Steve Sachs Duke


Sunday, November 30, 2003


"Name That War": Nick Kristof announces the winners of his mock contest:

On the model of the War of Jenkins' Ear, one reader suggested "The War of Bush's Flight Suit." Harold Kramer of Massachusetts singlehandedly came up with "Rummy's Retreat," "Cheney's Chaos," "Perle's Predicament," "Powell's Problem" and "Rice's Regret."

Others came up with "King George's New Colony," "The War of the Roves" and "The War That Cried Wolfowitz."...

The five winners, each of whom gets a 250-dinar note left over from my last Iraq trip, are: Brad Corsello of New York for "Dubya Dubya III"; Richard Sanders for "Rolling Blunder"; John Fell of California for "Desert Slog," Will Hutchinson of Vermont for "Mess in Potamia"; and Willard Oriol of New York for "Blood, Baath and Beyond."

More seriously, during this holiday weekend, I hope we'll think often and appreciatively of those Americans who are in Iraq right now. Humor cannot erase their fear and loneliness in the face of Washington's policy failures, or the heartbreak here in so many homes where bereaved parents, spouses and orphans are struggling in this season to remember why they should be giving thanks.
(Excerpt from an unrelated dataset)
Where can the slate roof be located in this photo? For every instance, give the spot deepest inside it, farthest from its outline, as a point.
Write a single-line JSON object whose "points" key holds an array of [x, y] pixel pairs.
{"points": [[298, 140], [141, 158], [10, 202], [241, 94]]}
What bothers me most isn't the bizarre change in tone of the last paragraph (what--it's poor taste to make fun of death and suffering?), but rather the easy assumption running throughout the column that nothing of good could possibly have been accomplished. The war as a whole was a complete mistake, leaving in its wake only blood and alliteration.

Looking back at my thoughts at this time a year ago, I don't know if I would have been strong enough in my moral commitment to support a war justified solely on humanitarian grounds. But at the very least, I now know that nightmares like these are no longer coming true. And as I've argued before, the process we're currently seeing--though it may be messy and deserving of criticism--is just about the best shot at democratization Iraqis could ever hope for.

Kristof's 250-dinar prizes, by the way, are being paid in old dinar notes--the ones with Saddam's picture on the front. (It's a collector's item, see? Like the old reichsmarks with the swastikas on them.) The new dinar, though, doesn't bear the image of the smiling dictator. Isn't that something worth being thankful for?